Inzwischen belasten die Debatten ihre Beliebtheitswerte. Was ist da schief gelaufen?

Wir werden stärker über unsere Inhalte, über unsere Themen reden müssen. Ich will allerdings auch bei meinem Stil bleiben: Sagen, was ich denke.

Kanzlerin Merkel hat uns neulich gesagt, sie freue sich auf Debatten mit Ihnen...

...(lacht) das kann ich gut verstehen ...

...geht es Ihnen umgekehrt auch so?

Ich freu’ mich drauf. Wir sind uns in den letzten drei Jahren kaum begegnet, das war davor in der Großen Koalition natürlich anders. Jeder kennt den anderen, da gibt es keine persönlichen Vorbehalte.

Im Moment macht sie den durchsichtigen Versuch, sich mir als Herausforderer nicht zu stellen - das will sie wohl so lange wie möglich vermeiden. Aber die Themen, die den Bürgern unter den Nägeln brennen von Mieten über die 2-Klassen-Medizin bis hin zur Steuergerechtigkeit und bessere Bildungschancen, kommen auf die Tagesordnung, ich bin gespannt, ob sie sich dem stellen wird, etwa in Fernseh-Duellen.

In der Großen Koalition sah es so aus, als hätten Sie beide ein ganz belastbares Verhältnis...

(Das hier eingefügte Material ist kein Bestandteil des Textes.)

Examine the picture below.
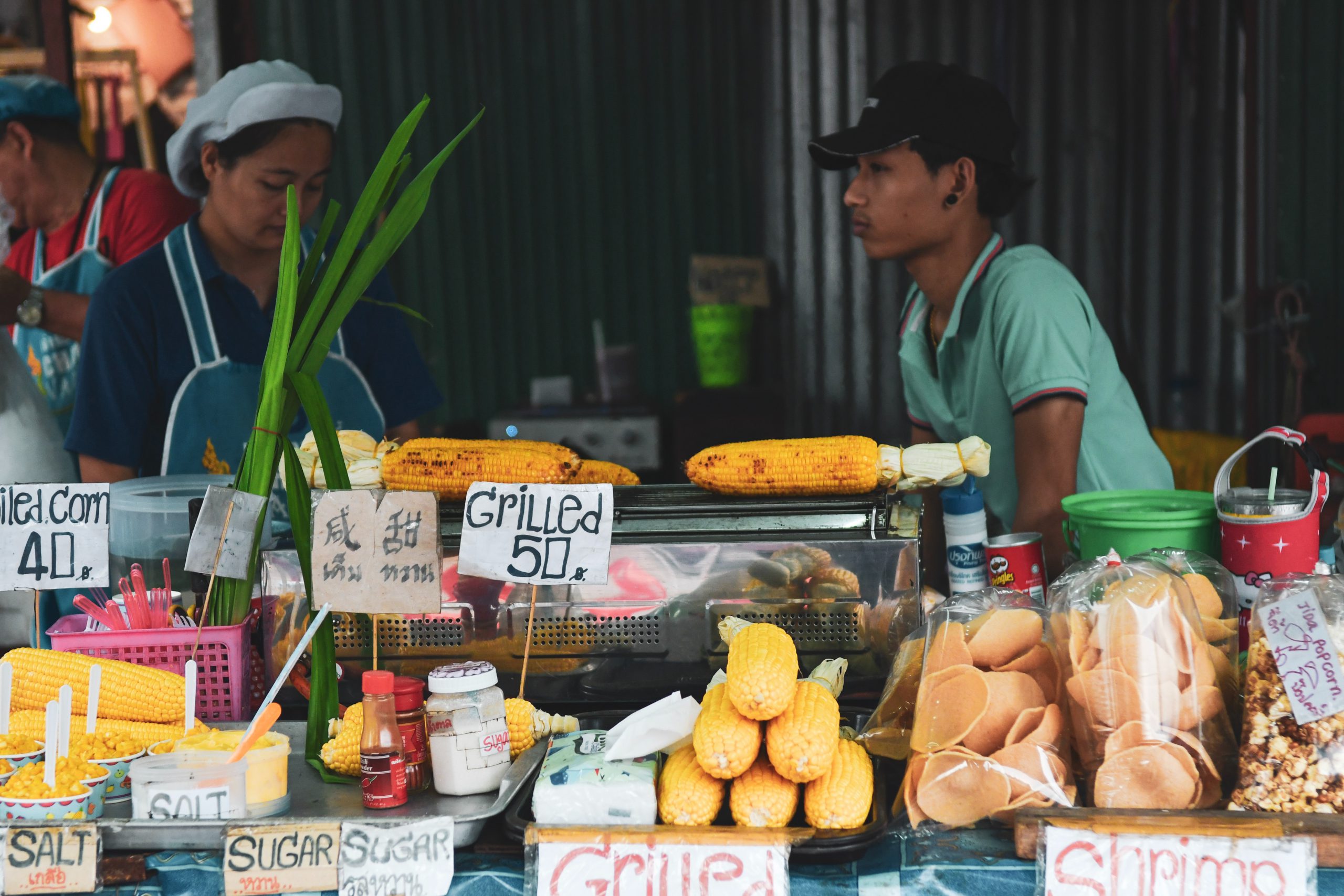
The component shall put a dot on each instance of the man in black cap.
(998, 343)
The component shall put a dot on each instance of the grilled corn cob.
(130, 692)
(527, 724)
(726, 742)
(340, 754)
(450, 472)
(762, 667)
(802, 741)
(686, 794)
(762, 798)
(597, 472)
(842, 797)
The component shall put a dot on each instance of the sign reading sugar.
(537, 534)
(54, 536)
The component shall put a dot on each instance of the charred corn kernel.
(686, 794)
(834, 465)
(34, 723)
(726, 742)
(842, 797)
(130, 692)
(762, 667)
(450, 472)
(762, 797)
(527, 724)
(597, 472)
(340, 754)
(802, 741)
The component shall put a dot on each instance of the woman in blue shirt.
(175, 339)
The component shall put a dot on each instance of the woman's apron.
(53, 359)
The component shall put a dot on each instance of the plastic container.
(1139, 520)
(222, 659)
(468, 733)
(268, 766)
(202, 786)
(967, 531)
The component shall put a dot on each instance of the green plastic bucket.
(1140, 520)
(722, 335)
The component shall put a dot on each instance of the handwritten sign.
(1306, 656)
(281, 859)
(1081, 861)
(662, 868)
(537, 534)
(51, 860)
(401, 860)
(377, 555)
(54, 536)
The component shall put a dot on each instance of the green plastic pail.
(1140, 520)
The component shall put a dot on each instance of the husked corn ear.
(130, 692)
(762, 798)
(842, 797)
(802, 741)
(686, 794)
(832, 465)
(598, 472)
(762, 667)
(726, 742)
(450, 472)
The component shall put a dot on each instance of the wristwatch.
(33, 309)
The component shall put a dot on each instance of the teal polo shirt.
(1025, 330)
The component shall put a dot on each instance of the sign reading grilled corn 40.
(537, 534)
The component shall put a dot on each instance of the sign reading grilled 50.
(537, 534)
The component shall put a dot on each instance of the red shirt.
(142, 208)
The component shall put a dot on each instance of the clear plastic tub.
(202, 785)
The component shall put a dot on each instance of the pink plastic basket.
(222, 659)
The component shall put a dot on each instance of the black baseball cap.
(932, 101)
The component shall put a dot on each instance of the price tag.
(281, 859)
(1081, 861)
(722, 870)
(1306, 656)
(406, 860)
(537, 534)
(54, 536)
(62, 859)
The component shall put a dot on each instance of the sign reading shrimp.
(1081, 863)
(537, 534)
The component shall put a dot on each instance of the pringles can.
(1018, 562)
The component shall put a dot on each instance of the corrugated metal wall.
(1131, 119)
(618, 139)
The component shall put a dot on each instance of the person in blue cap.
(82, 219)
(175, 339)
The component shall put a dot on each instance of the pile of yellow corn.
(802, 734)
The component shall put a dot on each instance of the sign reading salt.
(1306, 656)
(537, 534)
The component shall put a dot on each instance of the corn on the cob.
(597, 472)
(686, 794)
(450, 472)
(762, 798)
(527, 724)
(340, 754)
(130, 692)
(726, 742)
(842, 797)
(762, 667)
(802, 741)
(33, 723)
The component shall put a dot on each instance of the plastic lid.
(378, 681)
(964, 499)
(460, 678)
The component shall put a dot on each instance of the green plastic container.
(722, 336)
(1141, 520)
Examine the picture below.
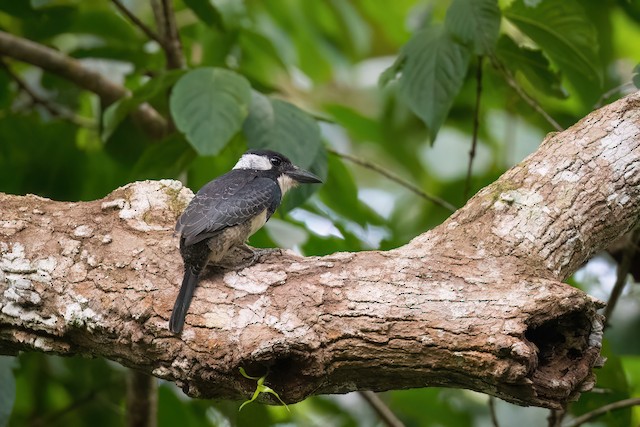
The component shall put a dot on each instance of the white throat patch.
(253, 161)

Aber sie hat jetzt drei Jahre eine völlig andere Politik gemacht, die ich für falsch halte. Die schwarz-gelbe Regierung unter Merkels Führung bekommt handwerklich nichts hin, siehe Energiewende, und inhaltlich halten ja die mit großen Worten angekündigten Einigungen dieser amtierenden Koalition nur wenige Wochen.

Und wie wollen Sie der Kanzlerin beikommen?

Wie eben ausgeführt über die Themen, nicht, indem ich sie persönlich anrempele.

Was würden Sie denn besser machen etwa bei der Energiewende?

Ich werde ein eigenes Energieministerium einrichten, in dem die Kompetenzen innerhalb der Regierung zusammengeführt werden. Zweitens: Wir brauchen einen institutionellen Rahmen, in dem wir alle Beteiligten an einen Tisch holen: Bund, Länder, Kommunen, Energieversorger, Umweltverbände, Industrie. Drittens brauchen wir einen Masterplan zur Bewältigung der Herausforderungen - Experten müssen klären, welche Kraftwerkskapazitäten wir beim Übergang von Atomkraft zu Ökostrom wir benötigen, welche technischen Probleme zu lösen sind, welche Leitungsnetze wirklich benötigt werden. Und schließlich: Das Problem der Strompreise muss gelöst werden.

Was planen Sie für den Wahlkampf?

Wir werden jenseits der klassischen Großveranstaltungen neue dialogorientierte Formate haben: Nächste Woche beginnen wir in Niedersachsen mit sogenannten Wohnzimmergesprächen. Ich besuche Bürger und deren Gäste, vielleicht 20 Leute. Journalisten sind nicht dabei, aber die Gäste dürfen natürlich hinterher berichten, etwa in sozialen Netzwerken.